Barack Obama will be hoping to hold on to the sizeable majority he won in 2008, and will be helped by the state’s strong union movement. The unions have been leading the opposition to new Republican Governor Scott Walker’s controversial bid to restrict workers’ collective bargaining rights. The proposals led to mass protests and a successful attempt to trigger a recall election for Mr Walker’s job.

The bit I’ve bolded is, quite simply, a lie. What Walker did was restrict the right of public sector unions’ rights on collective bargaining. The BBC admitted that part when they first began reporting on this story, yet here they deliberately mislead you to think it’s an attack on all workers, full stop. I simply don’t accept the excuse that this was simplified due to space constraints or because it’s an unimportant distinction. And of course, by “controversial”, the BBC means that the unions didn’t like it. Another issue of bias here is that the BBC gives you only the Democrat unions issue, and not the budget disaster Gov. Walker faced upon taking office, which just as much a concern for voters. The budget concern is why Walker sought to restrict public sector union power and their burden on the State. It’s not all union workers everywhere, only the public sector ones, which is why I maintain that it’s an important distinction. As most people here will know, their coverage of the Wisconsin situation has been extremely biased and at times dishonest. Plenty of background can be found here, here, here, here, and here. I don’t expect the BBC to update this section with the news that the union-backed candidate lost the Democrat primary for the recall, which kind of puts a damper on the whole issue, making the BBC’s take even less useful.

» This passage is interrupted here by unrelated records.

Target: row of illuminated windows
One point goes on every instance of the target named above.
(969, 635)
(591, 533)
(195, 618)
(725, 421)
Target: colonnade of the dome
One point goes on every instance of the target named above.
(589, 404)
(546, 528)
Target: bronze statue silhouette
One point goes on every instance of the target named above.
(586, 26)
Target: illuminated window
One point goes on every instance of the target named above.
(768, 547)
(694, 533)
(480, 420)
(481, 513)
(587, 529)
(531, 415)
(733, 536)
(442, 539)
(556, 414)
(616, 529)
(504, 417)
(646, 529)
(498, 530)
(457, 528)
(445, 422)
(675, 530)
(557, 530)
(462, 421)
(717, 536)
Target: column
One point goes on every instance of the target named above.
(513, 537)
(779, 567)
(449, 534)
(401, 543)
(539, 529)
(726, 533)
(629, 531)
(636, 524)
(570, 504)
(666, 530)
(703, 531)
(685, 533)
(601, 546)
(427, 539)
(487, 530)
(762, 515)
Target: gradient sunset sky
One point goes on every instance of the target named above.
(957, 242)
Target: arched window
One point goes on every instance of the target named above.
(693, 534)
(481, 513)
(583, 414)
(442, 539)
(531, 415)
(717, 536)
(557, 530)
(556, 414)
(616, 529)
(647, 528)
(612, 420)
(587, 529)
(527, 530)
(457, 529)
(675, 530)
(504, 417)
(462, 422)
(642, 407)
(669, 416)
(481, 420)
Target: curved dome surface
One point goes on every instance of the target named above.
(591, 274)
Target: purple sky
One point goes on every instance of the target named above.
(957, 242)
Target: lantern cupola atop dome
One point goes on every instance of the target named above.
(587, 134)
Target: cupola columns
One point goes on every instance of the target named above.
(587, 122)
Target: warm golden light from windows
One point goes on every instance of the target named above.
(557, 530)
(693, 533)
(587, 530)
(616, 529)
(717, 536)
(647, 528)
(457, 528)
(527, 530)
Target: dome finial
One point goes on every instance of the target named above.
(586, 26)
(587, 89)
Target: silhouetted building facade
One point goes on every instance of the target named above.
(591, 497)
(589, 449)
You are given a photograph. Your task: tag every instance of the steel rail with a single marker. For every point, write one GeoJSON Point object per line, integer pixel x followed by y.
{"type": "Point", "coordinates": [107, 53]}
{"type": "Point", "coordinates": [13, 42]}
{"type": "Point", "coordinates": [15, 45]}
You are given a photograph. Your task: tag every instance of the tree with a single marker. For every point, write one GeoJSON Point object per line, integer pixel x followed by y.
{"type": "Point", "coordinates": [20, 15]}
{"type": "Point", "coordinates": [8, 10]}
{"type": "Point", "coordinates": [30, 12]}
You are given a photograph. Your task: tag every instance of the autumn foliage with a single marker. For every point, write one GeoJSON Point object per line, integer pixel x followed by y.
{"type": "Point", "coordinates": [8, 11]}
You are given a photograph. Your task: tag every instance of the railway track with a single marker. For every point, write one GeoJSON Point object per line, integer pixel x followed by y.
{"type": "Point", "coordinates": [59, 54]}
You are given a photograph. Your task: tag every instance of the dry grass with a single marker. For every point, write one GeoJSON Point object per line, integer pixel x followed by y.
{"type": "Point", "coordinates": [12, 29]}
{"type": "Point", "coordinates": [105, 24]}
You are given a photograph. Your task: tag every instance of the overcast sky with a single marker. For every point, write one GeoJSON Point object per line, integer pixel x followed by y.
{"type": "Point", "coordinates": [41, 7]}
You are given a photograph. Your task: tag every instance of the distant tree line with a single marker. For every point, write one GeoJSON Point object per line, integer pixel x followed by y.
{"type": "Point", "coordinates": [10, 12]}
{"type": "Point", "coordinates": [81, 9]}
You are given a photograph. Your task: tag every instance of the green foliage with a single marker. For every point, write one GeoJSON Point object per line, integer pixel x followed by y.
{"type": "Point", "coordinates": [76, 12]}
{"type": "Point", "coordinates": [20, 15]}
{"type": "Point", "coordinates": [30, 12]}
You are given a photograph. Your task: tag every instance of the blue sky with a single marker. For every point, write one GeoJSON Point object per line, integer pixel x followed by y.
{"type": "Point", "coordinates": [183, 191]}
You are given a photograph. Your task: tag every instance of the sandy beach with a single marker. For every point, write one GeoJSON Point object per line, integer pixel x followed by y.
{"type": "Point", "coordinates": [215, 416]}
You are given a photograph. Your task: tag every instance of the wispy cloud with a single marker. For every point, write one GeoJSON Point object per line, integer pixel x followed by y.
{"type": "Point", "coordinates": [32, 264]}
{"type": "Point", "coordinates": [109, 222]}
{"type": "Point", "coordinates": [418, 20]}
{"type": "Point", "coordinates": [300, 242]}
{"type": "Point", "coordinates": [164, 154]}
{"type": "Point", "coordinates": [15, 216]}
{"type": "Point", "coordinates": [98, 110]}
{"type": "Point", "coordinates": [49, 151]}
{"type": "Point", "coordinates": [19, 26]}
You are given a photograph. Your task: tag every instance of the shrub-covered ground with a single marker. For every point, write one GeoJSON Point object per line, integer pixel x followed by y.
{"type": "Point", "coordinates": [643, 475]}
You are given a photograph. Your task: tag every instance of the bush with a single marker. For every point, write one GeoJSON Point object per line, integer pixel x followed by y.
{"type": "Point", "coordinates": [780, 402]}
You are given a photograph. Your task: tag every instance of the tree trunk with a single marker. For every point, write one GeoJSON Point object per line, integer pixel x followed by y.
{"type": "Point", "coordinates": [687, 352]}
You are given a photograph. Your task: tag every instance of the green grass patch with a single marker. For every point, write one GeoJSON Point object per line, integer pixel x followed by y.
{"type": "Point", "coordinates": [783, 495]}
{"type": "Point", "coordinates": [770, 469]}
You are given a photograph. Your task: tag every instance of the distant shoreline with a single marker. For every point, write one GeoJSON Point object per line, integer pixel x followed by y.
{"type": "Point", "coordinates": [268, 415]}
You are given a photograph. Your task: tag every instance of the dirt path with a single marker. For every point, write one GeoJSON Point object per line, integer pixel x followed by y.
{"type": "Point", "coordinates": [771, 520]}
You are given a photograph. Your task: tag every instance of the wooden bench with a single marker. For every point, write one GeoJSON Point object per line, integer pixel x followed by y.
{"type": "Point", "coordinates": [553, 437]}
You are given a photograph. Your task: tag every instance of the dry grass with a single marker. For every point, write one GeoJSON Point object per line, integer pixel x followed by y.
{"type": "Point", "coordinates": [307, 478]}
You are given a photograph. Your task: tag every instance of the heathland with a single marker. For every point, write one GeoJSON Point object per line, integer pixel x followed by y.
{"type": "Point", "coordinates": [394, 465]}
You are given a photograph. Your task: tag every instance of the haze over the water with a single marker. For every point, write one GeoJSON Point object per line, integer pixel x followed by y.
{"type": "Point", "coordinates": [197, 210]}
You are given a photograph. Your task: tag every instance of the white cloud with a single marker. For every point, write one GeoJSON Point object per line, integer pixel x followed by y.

The magazine piece explaining why candidates’ wives don’t win elections is reasonable, no bias there, for a change.

Next up is the piece by Justin Webb – Mark Mardell’s predecessor as North America editor, whose gushing reports about The Obamessiah during the 2008 election won him the coveted seat on Today – explaining why the Republicans aren’t ready to lead. My fisking of ol’ Justin’s piece is here.

Then you get Jonny Dymond’s biased piece telling you how the Republican Party is just for white men, freezing out Hispanics. It’s just one in a series of race-baiting pieces from Dymond, whose remit seems to be proving that Republicans and any opponents of the President are racist. See here, for example.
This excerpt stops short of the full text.